New revenue secretary revels in political revival

? At the end of the legislative session, when tax and revenue proposals were popping like popcorn, it was Kansas Revenue Secretary Joan Wagnon who raced around the Capitol to lobby, cajole and provide information to lawmakers as they put together the final package to balance the budget.

Wagnon, a longtime Democratic politician, re-emerged as a political force after disappearing for two years after a contentious term as mayor of Topeka.

“I’m probably going to have to have a knee replaced, and this session didn’t help it,” she said of the long hours spent going to committee meetings, lawmakers’ offices and the House and Senate chambers.

But, she said of the work, “It was entirely too much fun.”
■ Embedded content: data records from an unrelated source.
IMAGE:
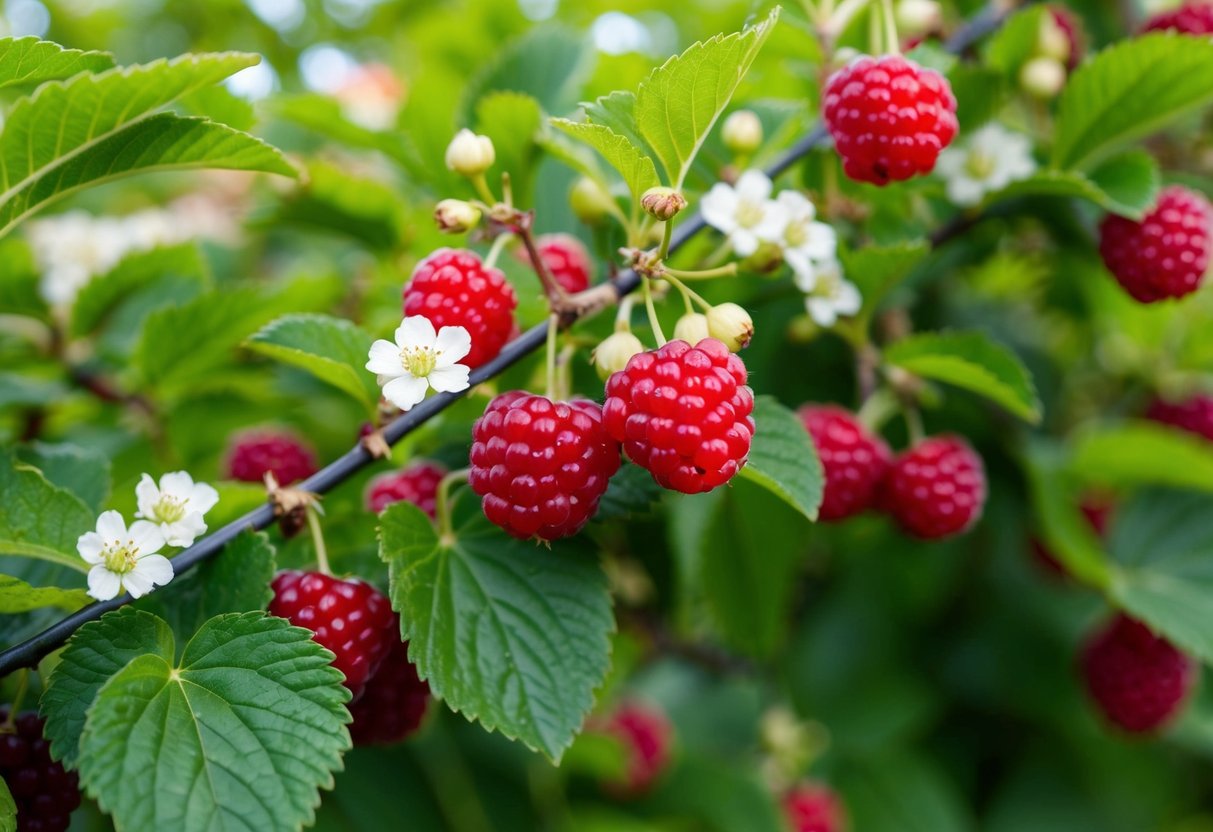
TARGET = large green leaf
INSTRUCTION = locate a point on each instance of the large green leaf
(240, 735)
(330, 348)
(677, 106)
(973, 362)
(33, 61)
(506, 632)
(782, 459)
(1131, 90)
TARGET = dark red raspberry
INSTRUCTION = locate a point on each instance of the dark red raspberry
(416, 483)
(348, 616)
(393, 704)
(252, 455)
(889, 118)
(567, 260)
(1138, 679)
(937, 489)
(1194, 415)
(683, 414)
(1191, 18)
(1167, 254)
(853, 459)
(813, 807)
(647, 735)
(45, 793)
(541, 466)
(453, 288)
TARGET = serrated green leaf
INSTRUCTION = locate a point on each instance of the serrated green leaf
(973, 362)
(33, 61)
(782, 457)
(241, 735)
(94, 654)
(16, 596)
(1131, 90)
(508, 633)
(330, 348)
(678, 103)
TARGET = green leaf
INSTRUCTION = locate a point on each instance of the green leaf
(234, 581)
(241, 735)
(94, 654)
(510, 633)
(782, 459)
(1143, 454)
(1162, 542)
(16, 596)
(1131, 90)
(39, 519)
(330, 348)
(973, 362)
(677, 106)
(33, 61)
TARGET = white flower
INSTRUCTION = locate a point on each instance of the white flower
(177, 506)
(420, 359)
(991, 159)
(124, 558)
(829, 295)
(745, 212)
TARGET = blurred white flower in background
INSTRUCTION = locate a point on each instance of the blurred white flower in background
(989, 160)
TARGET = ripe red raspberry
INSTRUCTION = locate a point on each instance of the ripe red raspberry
(854, 460)
(541, 466)
(252, 455)
(1194, 415)
(416, 483)
(683, 414)
(453, 288)
(1138, 679)
(567, 260)
(813, 807)
(393, 704)
(937, 489)
(889, 118)
(348, 616)
(45, 793)
(647, 735)
(1191, 18)
(1167, 254)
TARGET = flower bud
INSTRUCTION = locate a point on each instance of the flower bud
(732, 325)
(590, 201)
(662, 203)
(1042, 78)
(454, 216)
(692, 328)
(742, 132)
(470, 154)
(614, 352)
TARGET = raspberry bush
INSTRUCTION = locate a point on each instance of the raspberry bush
(547, 416)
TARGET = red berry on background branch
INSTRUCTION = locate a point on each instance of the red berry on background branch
(44, 791)
(541, 466)
(813, 807)
(889, 118)
(853, 459)
(1138, 679)
(935, 489)
(1167, 254)
(682, 412)
(416, 483)
(565, 257)
(348, 616)
(453, 288)
(251, 455)
(393, 704)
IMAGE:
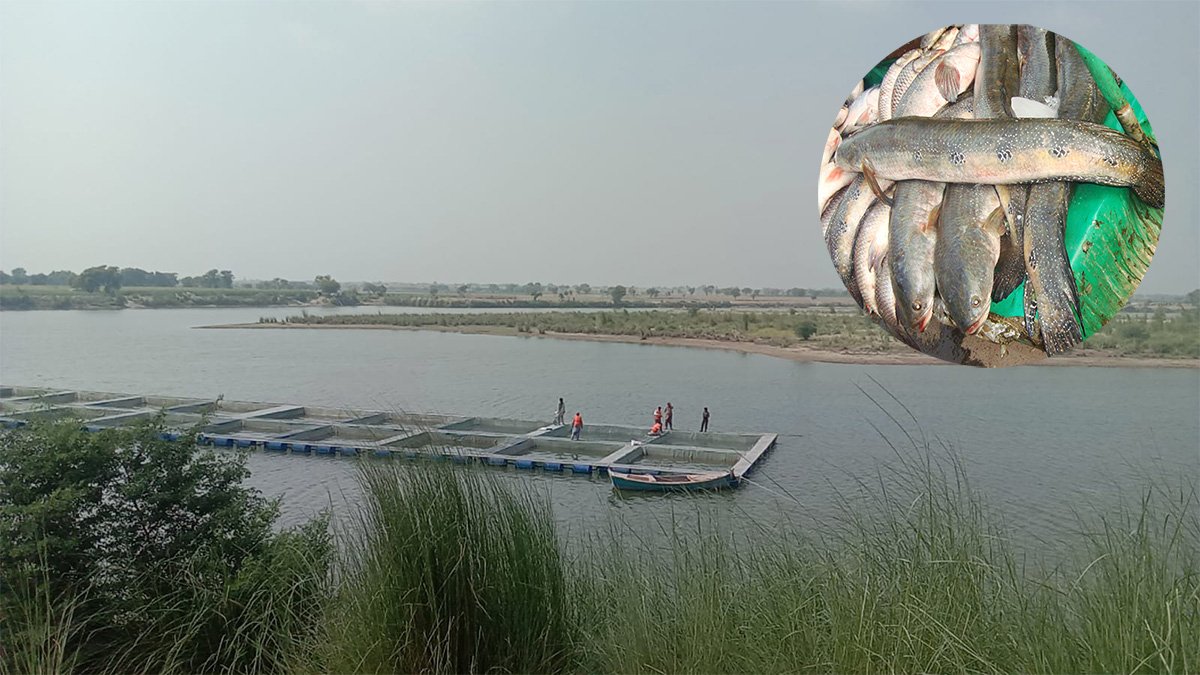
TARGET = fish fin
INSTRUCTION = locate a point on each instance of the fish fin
(1025, 107)
(931, 221)
(996, 222)
(874, 183)
(948, 82)
(875, 256)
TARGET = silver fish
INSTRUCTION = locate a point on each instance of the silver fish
(870, 249)
(912, 236)
(1049, 268)
(889, 79)
(969, 231)
(1035, 49)
(941, 83)
(843, 228)
(907, 76)
(1005, 153)
(997, 79)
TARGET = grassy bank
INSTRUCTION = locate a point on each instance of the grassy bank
(447, 569)
(65, 298)
(846, 330)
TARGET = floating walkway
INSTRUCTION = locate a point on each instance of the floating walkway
(307, 430)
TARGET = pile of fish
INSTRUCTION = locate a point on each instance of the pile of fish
(946, 186)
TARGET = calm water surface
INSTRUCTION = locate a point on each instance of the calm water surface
(1041, 443)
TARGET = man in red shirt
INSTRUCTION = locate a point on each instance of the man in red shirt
(576, 426)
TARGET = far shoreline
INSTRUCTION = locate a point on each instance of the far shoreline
(796, 353)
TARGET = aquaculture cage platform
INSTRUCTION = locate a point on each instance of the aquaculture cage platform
(309, 430)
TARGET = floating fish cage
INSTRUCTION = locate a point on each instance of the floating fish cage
(523, 446)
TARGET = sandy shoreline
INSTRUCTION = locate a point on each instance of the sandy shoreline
(798, 353)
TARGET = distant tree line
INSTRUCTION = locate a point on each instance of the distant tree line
(111, 279)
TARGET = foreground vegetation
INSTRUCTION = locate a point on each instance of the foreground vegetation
(125, 553)
(847, 329)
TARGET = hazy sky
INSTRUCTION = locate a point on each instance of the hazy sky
(646, 143)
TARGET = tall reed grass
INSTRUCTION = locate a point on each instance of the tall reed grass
(450, 569)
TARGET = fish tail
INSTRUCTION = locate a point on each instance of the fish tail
(1151, 186)
(1060, 335)
(1009, 269)
(1031, 310)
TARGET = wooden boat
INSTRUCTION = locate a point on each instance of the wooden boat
(664, 483)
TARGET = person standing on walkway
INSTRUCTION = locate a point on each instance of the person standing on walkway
(576, 426)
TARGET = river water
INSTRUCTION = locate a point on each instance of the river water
(1041, 443)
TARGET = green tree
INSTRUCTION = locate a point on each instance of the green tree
(96, 278)
(533, 290)
(617, 293)
(805, 328)
(327, 285)
(159, 548)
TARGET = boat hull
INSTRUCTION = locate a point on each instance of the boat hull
(639, 482)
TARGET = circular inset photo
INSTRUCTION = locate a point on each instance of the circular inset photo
(991, 193)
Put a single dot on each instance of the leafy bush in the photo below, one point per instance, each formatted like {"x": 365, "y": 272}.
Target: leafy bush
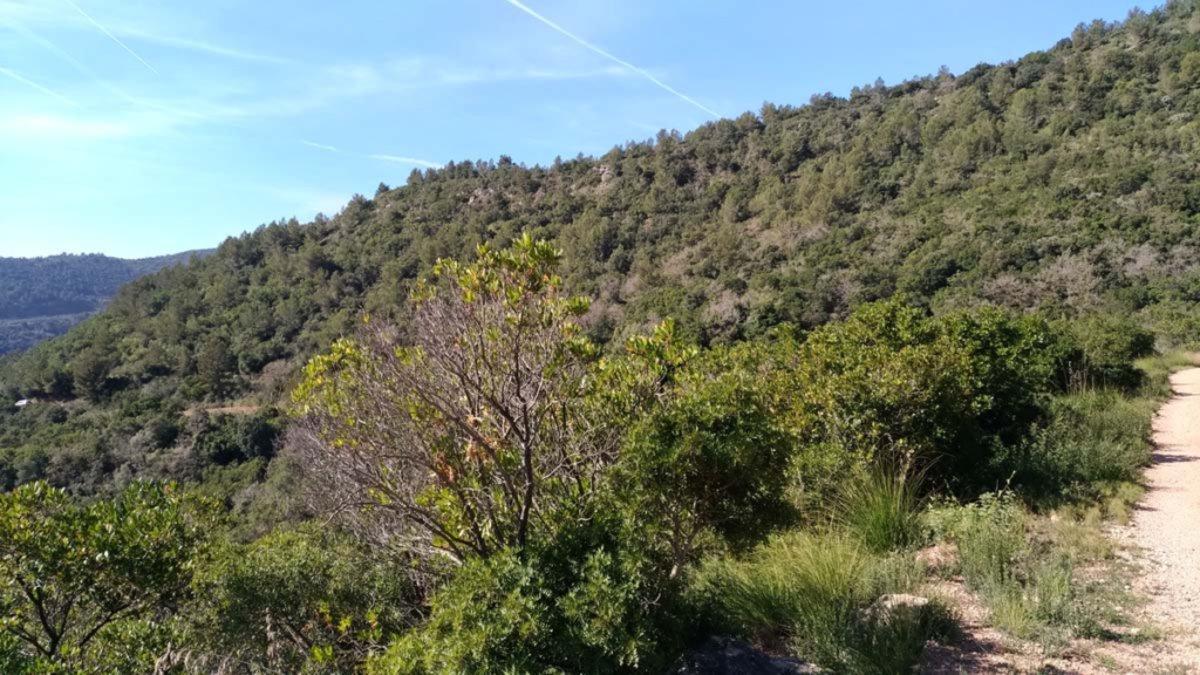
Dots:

Fun was not what she expected when she signed on in January as a favor to Gov. Kathleen Sebelius to take over the Revenue department on an interim basis until Sebelius could find a permanent secretary.

Out of office

Even by Topeka’s dysfunctional standards of city politics, the treatment of Wagnon as she was voted out of the mayor’s office in 2001 was shabby.

On primary night as Wagnon was losing, an effigy of the mayor with her head in a toilet was placed outside the mayor’s office at City Hall.

Police said the culprits were three of her longtime political foes — two council members and a county commissioner. Publicly, the three men have refused to confirm or deny whether they were involved in the incident.

The incident put an exclamation point on the divisiveness at City Hall in the capital city, and Wagnon said she was ready to quit politics.

“I left the mayor’s office after four fairly bruising years at City Hall. I didn’t think I wanted to do anything more in politics,” said Wagnon, who had earlier served as a state representative for 12 years and had run unsuccessfully in 1994 for the Democratic Party nomination for governor. Her husband, Bill Wagnon, is a member of the Kansas State Board of Education.

Kansas Revenue Secretary Joan Wagnon reviews paperwork before meeting with auditors. Wagnon, former Topeka mayor and 12-year state representative, joined Gov. Kathleen Sebelius' administration earlier this year.

After losing her re-election bid for mayor, Wagnon became president of Central National Bank in Topeka.

In January, Sebelius called, asking her to be secretary of revenue.

“I said I’d do it for a few weeks. I had a great job at the bank. I wasn’t sure I wanted to go back in the middle of the political storm,” Wagnon said.

But after a few weeks of dealing with the Legislature, she said she rediscovered her love of forming policy and the political process.

Wagnon was regularly seen at committee meetings, voluntarily testifying before lawmakers; a far cry from the past few years when revenue secretaries seldom appeared voluntarily at committee meetings.

“I got hooked,” she said.

Wagnon said her approach might be different than revenue secretaries from the immediate past, but that when she was a House member from 1983 through 1994, the revenue secretaries were always available to lawmakers, often sitting on the front row of committee meetings to personally monitor the action.

Changes in the department

As Wagnon came on board, state audits revealed that the revenue department needed to tighten up its tax collecting.

One report found that the agency wasn’t doing a good job of monitoring corporate tax collections, having conducted just 25 audits of 31,000 corporate taxpayers in 2002.

Another report said the state was losing millions of dollars in uncollected taxes on the sale of motor vehicles in both dealership and individual transactions.

Wagnon said there were serious problems in the agency, but added, “they are entirely fixable.”

She said the agency enacted a mammoth computer and organizational change since 1999 that was focused on processing returns more quickly.

Now, she said, the department needed to focus more on making sure it was collecting the amount of taxes owed. And that means more audits of taxpayers, she said.

In addition, Wagnon is overseeing a tax amnesty program designed to bring up to $20 million into the treasury.

The final crush

When lawmakers returned earlier this month to wrap up the session, numerous ideas were floated to close a $255 million revenue gap.

Republican leaders offered a measure to delay some tax refunds, but Wagnon was sharply critical of the measure, leading the Sebelius administration charge against it.

In the end, the tax refund delay was adopted but with a provision that gave Sebelius the option of accelerating property tax collections next year, an option that Sebelius said she will probably use.

The Legislature also delayed by two years the rollback of the state sales tax from 5.3 percent to 5 percent.

During the final days, Wagnon and two of her key staff members, Richard Cram, the director of policy and research, and Steve Stotts, director of tax operations, were often engaged in advising lawmakers.

“She was very helpful,” said Sen. David Corbin, R-Towanda, the chairman of the Senate Tax and Assessment Committee. “Joan’s not new to the process.”

Her being a Democrat doesn’t bother Corbin, he said.

“We were trying to do the same things,” he said.

Despite her enthusiasm for re-entering the legislative process, Wagnon said she had no desire to re-enter elective politics.

“What is so wonderful about this job is I was in the middle of the Legislature and got to do the things that I enjoy, which is policy, but I didn’t have to go out and knock on doors, walking blocks with my bad knees, and I didn’t have to raise money,” she said.